Arresten Internationaal en Europees strafrecht
Week 1
Deel B:
Griekse Maïs: Een aantal partijen maïs zijn uit Joegoslavië in Griekenland ingevoerd zonder
dat een heffing werd geïnd door Griekenland, en deze maïs werd vervolgens als maïs van
Griekse oorsprong naar een andere lidstaten uitgevoerd. Door Griekenland werd geweigerd
bepaalde andere passende maatregelen te treffen.
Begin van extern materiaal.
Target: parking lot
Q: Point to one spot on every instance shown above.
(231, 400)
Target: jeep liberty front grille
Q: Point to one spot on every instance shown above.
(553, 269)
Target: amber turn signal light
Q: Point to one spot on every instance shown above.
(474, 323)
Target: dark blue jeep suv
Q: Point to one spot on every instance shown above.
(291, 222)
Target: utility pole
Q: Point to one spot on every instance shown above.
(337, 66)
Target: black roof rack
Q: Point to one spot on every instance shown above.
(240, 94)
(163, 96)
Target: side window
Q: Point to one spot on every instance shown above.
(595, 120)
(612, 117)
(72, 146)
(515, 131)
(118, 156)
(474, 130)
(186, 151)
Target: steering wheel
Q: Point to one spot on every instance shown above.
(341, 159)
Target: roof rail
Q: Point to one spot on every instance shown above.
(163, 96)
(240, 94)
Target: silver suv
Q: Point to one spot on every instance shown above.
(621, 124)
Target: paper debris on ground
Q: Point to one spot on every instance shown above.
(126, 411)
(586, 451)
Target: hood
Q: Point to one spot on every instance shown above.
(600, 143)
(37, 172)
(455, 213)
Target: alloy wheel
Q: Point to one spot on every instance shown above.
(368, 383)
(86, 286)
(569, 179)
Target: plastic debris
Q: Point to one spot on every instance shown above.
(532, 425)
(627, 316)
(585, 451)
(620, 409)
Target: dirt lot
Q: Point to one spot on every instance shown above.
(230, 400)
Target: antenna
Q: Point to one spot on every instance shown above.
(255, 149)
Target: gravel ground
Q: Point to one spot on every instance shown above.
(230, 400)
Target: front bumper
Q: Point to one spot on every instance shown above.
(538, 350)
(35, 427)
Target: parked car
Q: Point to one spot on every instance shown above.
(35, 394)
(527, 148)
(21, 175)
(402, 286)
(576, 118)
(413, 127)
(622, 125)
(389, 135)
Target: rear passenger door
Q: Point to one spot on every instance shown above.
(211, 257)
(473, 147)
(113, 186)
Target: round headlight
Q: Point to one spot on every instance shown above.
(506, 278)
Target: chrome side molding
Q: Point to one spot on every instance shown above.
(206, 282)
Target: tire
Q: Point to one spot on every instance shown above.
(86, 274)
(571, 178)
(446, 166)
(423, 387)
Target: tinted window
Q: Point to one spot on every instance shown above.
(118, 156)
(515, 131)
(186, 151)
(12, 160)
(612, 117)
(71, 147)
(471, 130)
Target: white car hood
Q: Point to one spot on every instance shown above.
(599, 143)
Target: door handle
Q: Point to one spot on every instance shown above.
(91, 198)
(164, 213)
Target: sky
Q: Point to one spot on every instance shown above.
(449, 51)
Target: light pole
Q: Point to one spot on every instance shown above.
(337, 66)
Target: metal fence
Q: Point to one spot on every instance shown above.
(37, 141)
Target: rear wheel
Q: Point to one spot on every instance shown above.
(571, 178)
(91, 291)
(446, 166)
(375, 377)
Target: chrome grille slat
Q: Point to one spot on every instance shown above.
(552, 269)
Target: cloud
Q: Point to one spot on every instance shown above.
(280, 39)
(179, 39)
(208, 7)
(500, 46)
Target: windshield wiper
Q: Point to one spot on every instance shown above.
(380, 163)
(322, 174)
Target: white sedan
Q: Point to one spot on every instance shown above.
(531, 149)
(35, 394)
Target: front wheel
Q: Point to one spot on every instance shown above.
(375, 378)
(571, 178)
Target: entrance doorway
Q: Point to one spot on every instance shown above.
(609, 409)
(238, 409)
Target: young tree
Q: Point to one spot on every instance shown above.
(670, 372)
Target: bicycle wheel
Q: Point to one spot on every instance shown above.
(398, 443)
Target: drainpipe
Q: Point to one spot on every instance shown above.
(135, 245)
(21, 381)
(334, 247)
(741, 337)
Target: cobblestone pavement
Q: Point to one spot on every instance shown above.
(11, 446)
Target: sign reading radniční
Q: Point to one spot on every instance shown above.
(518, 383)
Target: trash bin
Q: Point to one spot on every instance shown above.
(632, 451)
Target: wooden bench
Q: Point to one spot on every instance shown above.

- HvJ, r.o. 23-25: Wanneer een regeling geen specifieke strafbepaling met betrekking
tot een overtreding bevat of daarvoor verwijst naar de nationale wettelijke en
bestuursrechtelijke bepalingen zijn de lidstaten verplicht alle passende maatregelen
te nemen om de doeltreffende toepassing van het Unierecht te verzekeren. Daartoe
dienen de lidstaten er met name op toe te zien, dat overtredingen van het Unierecht
onder gelijke materiële en formele voorwaarden worden bestraft als vergelijkbare en
even ernstige overtredingen van het nationale recht. Zij zijn daarbij vrij in hun keuze
van de op te leggen straffen, maar deze moeten wel doeltreffend, evenredig en
afschrikkend zijn. Verder dienen de nationale autoriteiten even energiek op te treden
tegen overtredingen van het gemeenschapsrecht als wanneer het gaat om de
handhaving van een overeenkomstige nationale wettelijke regeling.
(Ook als een secundaire Unieregel niets over de handhaving ervan bepaalt, geldt dat de
lidstaten verplicht zijn om overtredingen van Unierecht gelijkwaardig (als overtredingen van
vergelijkbare nationale regels), doeltreffend, afschrikwekkend en evenredig te handhaven.
Deze verplichting betreft, in het geval de Unieregeling strafrechtelijk wordt gehandhaafd, de
hele strafrechtketen (opsporing, onderzoek, sanctionering).)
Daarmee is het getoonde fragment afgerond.